Thus the legal status of such an advance directive has to be examined disposition by disposition. The validity of each disposition will depend on the relevant law governing that disposition (consent to treatment, consent to participation in experiments, appointment of a representative, etc.)

Conditions surrounding the writing, validity and registration of an advance directive

For the reasons explained in section 3.2.2.1 above, the conditions of validity of an advance directive have to be examined separately for each disposition, having regard for the law governing that disposition, namely:

- consent to or refusal of certain types of treatment, including non-conventional treatment – see Sections 3.2.1.1, 3.2.1.3 and 3.2.1.4 above;

- designation of the Article 14 Representative to act on the patient’s behalf if the patient should become incapable of acting him/herself – see Section 3.2.1.1 above;

- consent to donation of organs or tissue while still alive – see Section 3.2.1.5 above;

- consent to participation in clinical trials - see Section 3.2.1.6 above;

- formulation of an advance declaration concerning euthanasia in the event that the patient becomes unconscious – see Section 3.2.4.3 below.

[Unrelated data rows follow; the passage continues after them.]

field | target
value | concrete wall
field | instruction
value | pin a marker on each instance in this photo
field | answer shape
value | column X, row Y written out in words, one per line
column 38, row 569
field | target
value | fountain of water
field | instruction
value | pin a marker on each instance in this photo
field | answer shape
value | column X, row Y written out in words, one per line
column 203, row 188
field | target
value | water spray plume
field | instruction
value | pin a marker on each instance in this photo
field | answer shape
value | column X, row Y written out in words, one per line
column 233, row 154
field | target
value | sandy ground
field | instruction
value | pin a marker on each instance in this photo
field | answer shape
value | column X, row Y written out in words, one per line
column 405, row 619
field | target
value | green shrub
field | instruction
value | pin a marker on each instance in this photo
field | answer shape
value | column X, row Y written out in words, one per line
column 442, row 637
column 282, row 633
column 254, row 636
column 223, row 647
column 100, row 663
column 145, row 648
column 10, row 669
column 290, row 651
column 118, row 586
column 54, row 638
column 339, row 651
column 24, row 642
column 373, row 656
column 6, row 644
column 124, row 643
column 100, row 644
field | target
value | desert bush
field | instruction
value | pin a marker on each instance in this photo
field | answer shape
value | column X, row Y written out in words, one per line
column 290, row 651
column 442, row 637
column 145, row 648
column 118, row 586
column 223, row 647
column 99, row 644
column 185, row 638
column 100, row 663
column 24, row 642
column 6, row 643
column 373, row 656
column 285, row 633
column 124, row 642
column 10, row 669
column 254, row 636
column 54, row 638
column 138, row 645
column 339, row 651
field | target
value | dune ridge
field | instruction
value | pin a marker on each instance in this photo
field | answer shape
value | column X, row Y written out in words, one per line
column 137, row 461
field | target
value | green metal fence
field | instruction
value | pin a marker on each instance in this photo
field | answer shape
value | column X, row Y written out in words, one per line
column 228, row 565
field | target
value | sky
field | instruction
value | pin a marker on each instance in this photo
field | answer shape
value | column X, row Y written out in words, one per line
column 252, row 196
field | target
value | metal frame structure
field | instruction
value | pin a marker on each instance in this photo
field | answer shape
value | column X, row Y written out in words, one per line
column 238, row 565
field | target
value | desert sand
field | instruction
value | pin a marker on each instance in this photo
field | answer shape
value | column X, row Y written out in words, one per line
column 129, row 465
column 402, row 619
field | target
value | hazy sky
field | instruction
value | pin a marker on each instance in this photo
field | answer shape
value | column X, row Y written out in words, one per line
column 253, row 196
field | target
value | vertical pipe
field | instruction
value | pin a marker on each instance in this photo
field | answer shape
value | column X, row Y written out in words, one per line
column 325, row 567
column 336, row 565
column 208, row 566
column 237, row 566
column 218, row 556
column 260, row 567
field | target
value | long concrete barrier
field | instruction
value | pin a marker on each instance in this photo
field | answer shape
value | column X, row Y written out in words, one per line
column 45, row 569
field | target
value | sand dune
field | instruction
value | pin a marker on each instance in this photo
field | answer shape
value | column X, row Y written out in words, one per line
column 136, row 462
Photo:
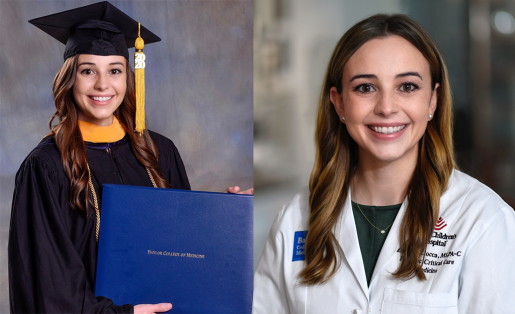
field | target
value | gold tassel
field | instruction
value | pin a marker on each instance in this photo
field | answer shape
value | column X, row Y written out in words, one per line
column 139, row 69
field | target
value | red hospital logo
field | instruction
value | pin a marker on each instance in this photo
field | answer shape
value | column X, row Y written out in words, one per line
column 440, row 224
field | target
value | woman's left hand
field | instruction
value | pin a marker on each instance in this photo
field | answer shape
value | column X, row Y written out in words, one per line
column 236, row 190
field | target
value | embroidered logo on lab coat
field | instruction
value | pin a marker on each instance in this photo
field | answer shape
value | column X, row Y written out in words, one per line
column 299, row 244
column 440, row 224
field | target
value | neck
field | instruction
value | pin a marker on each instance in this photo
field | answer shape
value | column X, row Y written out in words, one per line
column 101, row 134
column 382, row 183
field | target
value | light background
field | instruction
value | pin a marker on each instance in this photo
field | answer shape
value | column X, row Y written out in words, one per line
column 198, row 89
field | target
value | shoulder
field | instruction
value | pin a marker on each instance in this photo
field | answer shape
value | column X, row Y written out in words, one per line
column 45, row 154
column 294, row 216
column 471, row 206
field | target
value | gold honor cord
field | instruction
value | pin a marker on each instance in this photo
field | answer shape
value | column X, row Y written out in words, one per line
column 95, row 199
column 382, row 231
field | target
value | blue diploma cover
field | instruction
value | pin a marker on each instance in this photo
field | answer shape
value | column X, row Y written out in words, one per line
column 192, row 249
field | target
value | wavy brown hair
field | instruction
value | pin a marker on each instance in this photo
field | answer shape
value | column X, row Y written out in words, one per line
column 69, row 139
column 337, row 157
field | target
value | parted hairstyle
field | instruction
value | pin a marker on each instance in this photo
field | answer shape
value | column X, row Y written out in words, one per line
column 337, row 157
column 69, row 139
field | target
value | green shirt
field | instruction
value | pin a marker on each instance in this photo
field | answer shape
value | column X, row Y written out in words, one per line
column 370, row 239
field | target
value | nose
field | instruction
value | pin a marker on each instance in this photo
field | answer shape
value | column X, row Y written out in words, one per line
column 102, row 82
column 386, row 104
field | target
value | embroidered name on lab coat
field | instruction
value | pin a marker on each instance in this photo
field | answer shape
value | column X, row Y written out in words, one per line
column 299, row 244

What an advance directive can cover

For the reasons explained in section 3.2.2.1, an advance directive can cover anything for which the law requires prior consent or appointment, namely:

- consent to or refusal of certain types of treatment, including non-conventional treatment – see Sections 3.2.1.1, 3.2.1.3 and 3.2.1.4 above;

- designation of an Article 14 Representative to act on the patient’s if the patient should become incapable of acting him/herself – see Section 3.2.1.1 above;

- consent to donation of organs or tissue while still alive – see Section 3.2.1.5 above;

- consent to participation in clinical trials - see Section 3.2.1.6 above;

- formulation of an advance declaration concerning euthanasia in the event that the patient becomes unconscious – see section 3.2.4.3 below.

Obligation to comply with instructions contained in an advance directive

For the reasons explained in section 3.2.2.1 above, the question whether the physician is obliged to comply with instructions contained in an advance directive has to be examined by reference to the type of instruction under consideration.

The underlying principle of Article 8 § 4 of the Law of 22 August 2002 on Patients’ Rights is that the wishes of the patient must be respected. Thus if the patient’s written instructions refuse a certain treatment the physician must comply. However, the fact that the patient may have refused a particular treatment does not affect his/her rights under Article 5 of the same law, namely a right to quality services corresponding to his/her needs, and in full respect for his/her human dignity and autonomy.

It follows also from this underlying principle that the scope of a patient’s consent, if any, to donation of organs must not be exceeded, as also the scope of his/her consent, if any, to take part in clinical trials.

It should be noted that a physician is under no legal obligation to comply with a patient’s advance declaration concerning euthanasia. The Law on Euthanasia of 28 May 2002 merely provides the physician with protection against criminal prosecution if he/she carries out an act of euthanasia within the strict conditions laid down by the law. Thus the question whether the physician complies with the patient’s advance declaration in this respect is solely a matter of professional ethics for the physician.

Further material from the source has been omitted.